— Ничего поделать не могу, Евлампиюшка, — с горечью признался мальчик. — Я знаю-то язык плохо, придумал вот рифмы — лямур, тужур, бонжур, да очень глупо выходит! Я не то совсем сказать хочу!

— Лямур, тужур, бонжур! — тут же подхватил Мефоша, большой любитель французского языка, подтанцовывая на жердочке и почесывая лапой свое роскошное жабо. — Лямур, тужур…

— Ты еще дразнишься! — Борисушка погрозил попугаю кулаком. — Я тебе перья-то выщиплю!

Мефоша в ответ матерно выругался и повернулся к Борису задом, выражая полное презрение к стихотворцу-неудачнику. Евлампия не замедлила вмешаться, опасаясь как за перья попугая, так и за целость глаз и пальцев Бориса, в том случае если ему вздумается сразиться с большой и сильной птицей.

— Ну, ну, не злись, — пригладила она непослушные Борисушкины волосы, изрядно запачканные чернилами. — Почему бы не сочинить стишок на родном языке, если уж ты не силен во французском?

— По-русски всякий сможет! — отмахнулся он. — Что я, кучер?!

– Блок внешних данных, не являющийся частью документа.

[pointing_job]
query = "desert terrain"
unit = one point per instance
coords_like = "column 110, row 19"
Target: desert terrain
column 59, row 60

— А вот и не всякий! — возразила нянька. — Попробуй-ка! Сумеешь ли еще? — подзадоривала она мальчика, и тот простодушно попался на ее уловку.

— Выйди-ка на полчаса! — не на шутку завелся Борис. — Я сочиню тебе не хуже самого… Хераскова!

Евлампия с улыбкой наблюдала через занавеску, как Борис бегает из угла в угол, яростно ероша шевелюру, словно надеясь вырвать из нее вместе с волосами искомые рифмы, а потом опрометью бежит к столу, макает перо в чернильницу и что-то быстро пишет.

Ровно через полчаса стих был готов и с трепетом вручен няньке.

Я веер ваш сломал, и в этом вам винюсь,
Неуж нельзя простить? В котором то законе?
Я вашей красоте покорно поклонюсь,
А не простите вы — так и умру в поклоне!

— Что ж, стиль высокий, и настоящие чувства видны, — одобрительно кивнула шутиха. — Это ты, верно, написал той самой девочке, у которой сломал веер? — догадалась она.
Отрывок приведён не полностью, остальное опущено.